In addition, two GaN-based blue-violet LDs, i.e. LD1 and LD3, are studied theoretically with LASTIP program (Crosslight Software Inc.). LASTIP is a powerful software for calculating and analyzing the optical and electrical characteristics of LD thermionically by self-consistently solving the Poisson’s equations and the current continuity equations [28], [29]. In fact, LD1 and LD3 are designed based on the structures of LDI and LDIII, respectively. It means that only the UWG layer is different between LD1 and LD3. The UWG layer in LD1 and LD3 is a 93-nm u-GaN layer and a 93-nm u-In0.017Ga0.983N layer, respectively. The thickness and doping level of each layer in these two LD structures are listed in Table 1. Moreover, the cavity length of LD1 and LD3 is set to be 600 μm, and the stimulated wavelength is around 405 nm. In addition, the screening factor in LASTIP calculation is set to be 25%, which means 25% of the theoretical interface charge is taken during calculation [30], [31]. As shown in Figure 3, the refractive indexes of AlGaN and InGaN alloys are estimated in a way similar to what proposed by Laws et al. [32] and Piprek et al. [33], [34].

Table 1:

Structural parameters of LD1 and LD3 for calculation with LASTIP.

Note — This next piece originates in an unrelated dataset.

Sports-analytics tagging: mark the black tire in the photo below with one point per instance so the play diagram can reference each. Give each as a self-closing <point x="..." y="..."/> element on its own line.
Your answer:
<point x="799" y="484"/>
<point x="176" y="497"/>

LayerThicknessDoping (cm−3)
n-GaN substrate1 μm3×1018
n-Al0.08Ga0.92N CL1 μm3×1018
n-GaN LWG120 nm5×1017
MQWIn0.11Ga0.89N Well: 6.0 nmQW: 1×1016
GaN Barrier: 15 nmQW: 5×1017
UWGLD1: 93 nm u-GaN1×1017
LD3: 93 nm In0.017Ga0.983N
p-Al0.15Ga0.85N EBL20 nm5×1019
p-Al0.06Ga0.94N CL600 nm2×1019
Contact layer40 nm1×1020
Figure 3:
Figure 3:

The refractive indexes of AlGaN decrease along with the aluminum increasing, and the refractive indexes of InGaN alloys increase along with the indium increasing.

Estimated refractive indexes of AlGaN (A) and InGaN (B) alloys during calculation.

Citation: Nanophotonics 9, 3; 10.1515/nanoph-2019-0449

3 Results and discussion

3.1 Experimental results

Figure 4 shows the optical power of three prepared GaN-based blue-violet LD devices as a function of the forward direct current and the optical spectrum of stimulated emission. It can be seen that the peak wavelength of the optical spectrum is around 404.5 nm, and the full width at half maximum of this peak is small. In addition, the threshold current of LDI, LDII and LDIII is around 220.0 mA, 298.1 mA and 555.2 mA, respectively, and the corresponding threshold current density is about 1.2 kA/cm2, 1.7 kA/cm2 and 3.1 kA/cm2, respectively. The peak optical power of LDI, LDII and LDIII is about 2.77 W, 1.81 W and 0.72 W, respectively, at a corresponding current around 3.0 A, 1.92 A and 1.65 A, respectively. It is noted that except for LDI, the optical power of LDII and LDIII increases first and then decreases abruptly when the current increases up to 3 A. It means that the device performance of LDI is the best among the three LDs, i.e. having the lowest threshold current, the largest peak optical power and the most stable output. This experimental result demonstrates that the device performance could be weakened when using the u-GaN/u-In0.017Ga0.983N multiple UWG layer or using a u-In0.017Ga0.983N UWG layer.

Figure 4:
Figure 4:

(A) Shows the optical power of 3 prepared GaN-based blue-violet LD devices as a function of the forward direct-current and (B) gives the optical spectrum of stimulated emission. The threshold current of LDI, LDII and LDIII is around 220.0 mA, 298.1 mA and 555.2 mA, respectively, and the peak optical power of LDI, LDII and LDIII is about 2.77 W, 1.81 W and 0.72 W, respectively.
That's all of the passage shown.